Hani substituiu Joe Slovo como secretário-geral do Partido em 1991. Diante da crise do socialismo na Europa e da dissolução da União Soviética, ele renunciou ao cargo de chefe de gabinete do MK para se dedicar exclusivamente à rearticulação do partido.

O líder comunista viajou pelo país inteiro, discursando nas “townships”, sindicatos e assembleias populares. Sua presença nas ruas e nos comícios inflamava multidões. Hani apoiou a suspensão da luta armada em prol do avanço das negociações, mas advertiu contra o abandono da transformação econômica. Defendia a nacionalização de setores estratégicos, a reforma agrária e a ampliação dos direitos trabalhistas e dos programas sociais.

O assassinato

Chris Hani foi assassinado em 10 de abril de 1993, quando retornava para sua casa em Boksburg, uma cidade nos arredores de Joanesburgo. Ele foi executado com quatro tiros à queima-roupa disparados por Janusz Walus, um imigrante polonês de extrema-direita.

O assassino de Hani era ligado ao Movimento de Resistência Africâner (AWB), uma organização supremacista e neonazista responsável por uma série de atentados contra lideranças negras da África do Sul. Ele foi auxiliado por Clive Derby-Lewis, um dirigente do Partido Conservador, que forneceu o endereço de Hani e a arma usada no crime.

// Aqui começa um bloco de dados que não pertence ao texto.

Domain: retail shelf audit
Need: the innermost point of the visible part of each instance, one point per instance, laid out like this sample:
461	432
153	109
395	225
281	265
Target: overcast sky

O objetivo do assassinato era inflamar as tensões raciais e paralisar as negociações de transição, impedindo a realização das eleições. A morte de Chris Hani enfureceu os sul-africanos. Milhões de pessoas saíram às ruas em protestos e manifestações e uma enorme greve geral paralisou o país. Mandela e Frederik Willem de Klerk tiveram de fazer um pronunciamento conjunto na televisão para tentar acalmar os ânimos.

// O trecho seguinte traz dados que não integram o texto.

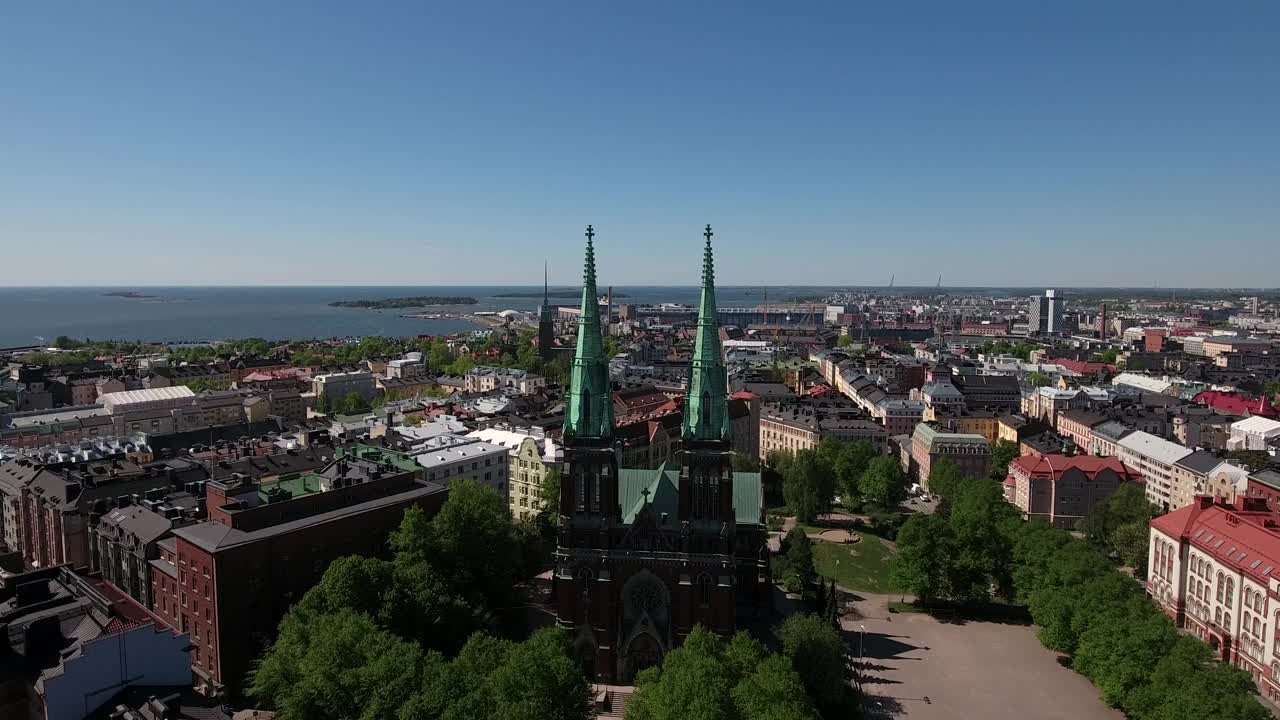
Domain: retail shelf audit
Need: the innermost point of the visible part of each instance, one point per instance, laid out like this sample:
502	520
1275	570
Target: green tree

A morte de Hani também interrompeu a ascensão política do Partido Comunista, que despontava como um dos favoritos para o pleito seguinte, ameaçando o domínio político do CNA. Esse fato despertou desconfianças sobre o possível envolvimento de atores políticos do campo progressista e até a hipótese de intervenção externa em seu assassinato.

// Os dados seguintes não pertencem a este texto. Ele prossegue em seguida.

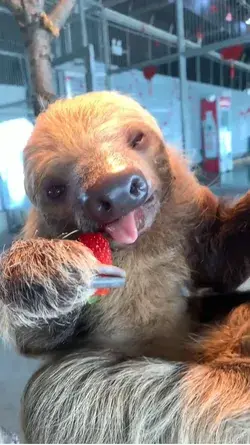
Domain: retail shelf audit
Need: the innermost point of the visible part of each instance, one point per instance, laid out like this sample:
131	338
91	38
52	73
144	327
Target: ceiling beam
151	31
154	6
112	3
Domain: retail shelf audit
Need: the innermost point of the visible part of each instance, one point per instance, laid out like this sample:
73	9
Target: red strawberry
101	250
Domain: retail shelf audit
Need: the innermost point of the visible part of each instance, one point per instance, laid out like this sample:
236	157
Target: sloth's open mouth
127	229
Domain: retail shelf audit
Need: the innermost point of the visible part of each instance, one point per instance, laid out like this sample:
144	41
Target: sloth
153	361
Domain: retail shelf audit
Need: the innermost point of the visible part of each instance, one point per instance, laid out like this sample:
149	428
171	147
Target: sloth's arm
220	248
44	288
97	398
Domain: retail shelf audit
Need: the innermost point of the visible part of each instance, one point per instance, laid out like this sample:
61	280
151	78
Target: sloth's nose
115	196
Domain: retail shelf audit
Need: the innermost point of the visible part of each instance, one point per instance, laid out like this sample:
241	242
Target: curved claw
111	271
107	282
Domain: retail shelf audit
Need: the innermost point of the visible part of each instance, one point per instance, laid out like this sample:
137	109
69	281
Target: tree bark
38	30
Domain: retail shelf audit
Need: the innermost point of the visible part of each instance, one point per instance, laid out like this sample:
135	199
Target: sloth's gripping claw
109	277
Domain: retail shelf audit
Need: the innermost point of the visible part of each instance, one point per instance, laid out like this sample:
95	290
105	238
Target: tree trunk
38	30
38	44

Janusz Walus e Derby-Lewis foram presos e condenados à pena de morte em outubro de 1993, mas tiveram suas sentenças comutadas em prisão perpétua. Os assassinos solicitaram anistia alegando que suas ações foram atos políticos, mas os argumentos foram rejeitados pela Comissão da Verdade e Reconciliação.

Derby-Lewis foi libertado por razões humanitárias em junho de 2015, falecendo de câncer no ano seguinte. Walus permaneceu preso até 2022, quando recebeu a liberdade condicional. Ele foi deportado para a Polônia em 2024 – uma decisão que causou indignação entre os sul-africanos.